Police officer’s jobs are hard enough these days. Everywhere they turn they are met with criticism, lawsuits, and even violence. Even when they do their job by the book, liberals and advocates rarely notice and still attack. That is exactly what occurred in New York City, New York.
Three criminal Muslim women filed and won a $180,000 lawsuit against the New York Police Department, $60,000 for each woman. The women were all arrested for various crimes and forced to remove their hijabs for mugshots.
According to one woman, this made her feel “exposed, violated and distraught” since while she was being photographed male officers and prisoners could see her. Their distress lasted about 20 minutes or about $3,000 a minute.
The money that this cost the NYPD may not end there. To avoid this type of lawsuit in the future, they may have to spend money to change some of their policies. One of the women’s case began in 2012 and it highlights some big issues.
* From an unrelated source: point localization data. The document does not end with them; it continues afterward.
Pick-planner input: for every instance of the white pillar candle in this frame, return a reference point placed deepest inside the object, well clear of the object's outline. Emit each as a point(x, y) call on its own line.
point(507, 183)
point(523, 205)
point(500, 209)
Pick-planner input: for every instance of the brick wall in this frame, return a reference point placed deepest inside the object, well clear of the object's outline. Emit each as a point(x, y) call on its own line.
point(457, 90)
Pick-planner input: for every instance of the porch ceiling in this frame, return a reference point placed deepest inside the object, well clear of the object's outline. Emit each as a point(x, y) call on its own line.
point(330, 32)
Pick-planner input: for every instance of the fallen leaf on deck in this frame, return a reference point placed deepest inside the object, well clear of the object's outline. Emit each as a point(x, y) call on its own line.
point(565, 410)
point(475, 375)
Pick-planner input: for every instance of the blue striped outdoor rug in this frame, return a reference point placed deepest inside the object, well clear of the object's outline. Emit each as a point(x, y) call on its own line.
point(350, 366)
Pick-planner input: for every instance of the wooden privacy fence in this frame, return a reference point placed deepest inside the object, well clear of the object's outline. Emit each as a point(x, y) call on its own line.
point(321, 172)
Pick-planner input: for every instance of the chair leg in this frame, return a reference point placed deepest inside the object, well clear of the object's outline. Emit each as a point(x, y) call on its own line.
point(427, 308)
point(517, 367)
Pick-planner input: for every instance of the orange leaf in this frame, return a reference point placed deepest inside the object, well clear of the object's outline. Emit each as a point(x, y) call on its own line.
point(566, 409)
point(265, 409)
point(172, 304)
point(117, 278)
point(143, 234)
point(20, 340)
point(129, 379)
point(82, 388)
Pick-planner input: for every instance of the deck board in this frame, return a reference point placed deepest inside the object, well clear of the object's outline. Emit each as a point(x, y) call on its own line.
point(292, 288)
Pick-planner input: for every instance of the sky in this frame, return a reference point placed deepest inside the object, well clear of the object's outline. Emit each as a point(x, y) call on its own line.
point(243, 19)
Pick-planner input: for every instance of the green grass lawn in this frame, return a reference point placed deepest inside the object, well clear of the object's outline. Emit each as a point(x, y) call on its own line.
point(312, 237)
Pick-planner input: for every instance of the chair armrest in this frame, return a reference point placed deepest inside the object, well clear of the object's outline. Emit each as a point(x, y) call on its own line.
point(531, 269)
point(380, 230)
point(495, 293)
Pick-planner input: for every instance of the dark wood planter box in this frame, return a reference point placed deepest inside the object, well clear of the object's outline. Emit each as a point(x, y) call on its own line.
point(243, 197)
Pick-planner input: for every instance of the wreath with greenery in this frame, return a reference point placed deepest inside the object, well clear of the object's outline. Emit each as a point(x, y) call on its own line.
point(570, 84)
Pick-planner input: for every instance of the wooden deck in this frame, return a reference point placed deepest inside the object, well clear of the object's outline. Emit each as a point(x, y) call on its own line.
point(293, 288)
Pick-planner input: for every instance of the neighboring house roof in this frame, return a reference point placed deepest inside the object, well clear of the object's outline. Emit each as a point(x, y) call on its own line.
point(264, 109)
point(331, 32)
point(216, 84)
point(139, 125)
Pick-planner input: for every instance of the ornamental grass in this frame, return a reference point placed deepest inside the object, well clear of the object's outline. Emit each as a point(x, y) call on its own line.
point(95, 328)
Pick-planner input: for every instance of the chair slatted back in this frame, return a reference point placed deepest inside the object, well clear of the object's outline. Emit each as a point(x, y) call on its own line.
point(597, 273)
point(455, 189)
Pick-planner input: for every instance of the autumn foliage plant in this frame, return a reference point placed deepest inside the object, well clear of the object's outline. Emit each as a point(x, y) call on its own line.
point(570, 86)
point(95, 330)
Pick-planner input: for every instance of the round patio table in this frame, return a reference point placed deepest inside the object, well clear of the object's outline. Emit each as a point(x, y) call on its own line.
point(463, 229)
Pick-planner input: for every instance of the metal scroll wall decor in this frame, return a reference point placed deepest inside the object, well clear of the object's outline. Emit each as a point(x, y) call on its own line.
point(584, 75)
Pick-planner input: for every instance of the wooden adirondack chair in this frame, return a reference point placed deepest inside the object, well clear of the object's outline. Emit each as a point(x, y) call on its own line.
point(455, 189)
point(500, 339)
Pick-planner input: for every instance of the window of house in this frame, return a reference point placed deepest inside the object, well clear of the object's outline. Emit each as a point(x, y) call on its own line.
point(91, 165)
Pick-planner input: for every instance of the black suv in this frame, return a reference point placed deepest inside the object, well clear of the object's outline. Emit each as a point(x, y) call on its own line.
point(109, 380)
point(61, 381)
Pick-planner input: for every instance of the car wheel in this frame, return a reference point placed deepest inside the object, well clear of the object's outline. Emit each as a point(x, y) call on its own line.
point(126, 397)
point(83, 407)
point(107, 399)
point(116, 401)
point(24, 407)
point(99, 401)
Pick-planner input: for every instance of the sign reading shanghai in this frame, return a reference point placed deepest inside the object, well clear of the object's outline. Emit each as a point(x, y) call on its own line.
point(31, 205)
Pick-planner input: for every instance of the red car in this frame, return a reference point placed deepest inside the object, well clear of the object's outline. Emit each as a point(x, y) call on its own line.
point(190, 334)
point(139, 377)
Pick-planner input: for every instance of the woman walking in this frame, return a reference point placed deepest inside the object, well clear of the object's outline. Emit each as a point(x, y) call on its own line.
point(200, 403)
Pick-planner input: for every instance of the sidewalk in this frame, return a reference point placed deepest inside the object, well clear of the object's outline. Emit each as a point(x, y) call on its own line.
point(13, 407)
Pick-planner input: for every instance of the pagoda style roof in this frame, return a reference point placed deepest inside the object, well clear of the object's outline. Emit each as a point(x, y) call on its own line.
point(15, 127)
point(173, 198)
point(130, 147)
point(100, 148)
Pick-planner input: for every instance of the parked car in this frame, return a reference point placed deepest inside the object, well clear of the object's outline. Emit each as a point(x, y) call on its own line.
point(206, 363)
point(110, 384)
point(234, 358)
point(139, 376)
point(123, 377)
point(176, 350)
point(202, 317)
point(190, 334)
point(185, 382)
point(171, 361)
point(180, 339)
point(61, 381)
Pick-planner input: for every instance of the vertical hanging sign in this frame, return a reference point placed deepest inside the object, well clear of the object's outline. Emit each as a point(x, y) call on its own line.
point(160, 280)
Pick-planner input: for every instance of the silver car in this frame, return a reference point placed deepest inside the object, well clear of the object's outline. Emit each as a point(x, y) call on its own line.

When NYPD officers brought her to the 62nd precinct, they instructed her to remove her headscarf. The teen refused the officers’ orders, and was taken to a private room where a female officer took her photo separate from the men.
After being taken to a Brooklyn jail for booking, officers informed her that they could not accommodate her request because no female officers could take the photo and the camera was in a fixed spot.
The teen claimed that she felt “exposed, violated, and distraught” after a male officer took her mugshot photo of her without her hijab while officers and prisoners watched.
The NYPD issued an order that changed its policy on people who refused to remove their headscarves in March 2015. The resulting policy change required officers to inform people that the NYPD provides the option of taking booking photos in a private room with an officer of the same gender.
In Islam, it is considered sacrilegious to remove the headscarf of a Muslim woman by force. It is typical for only a Muslim woman’s husband or her family members to see her without her headscarf.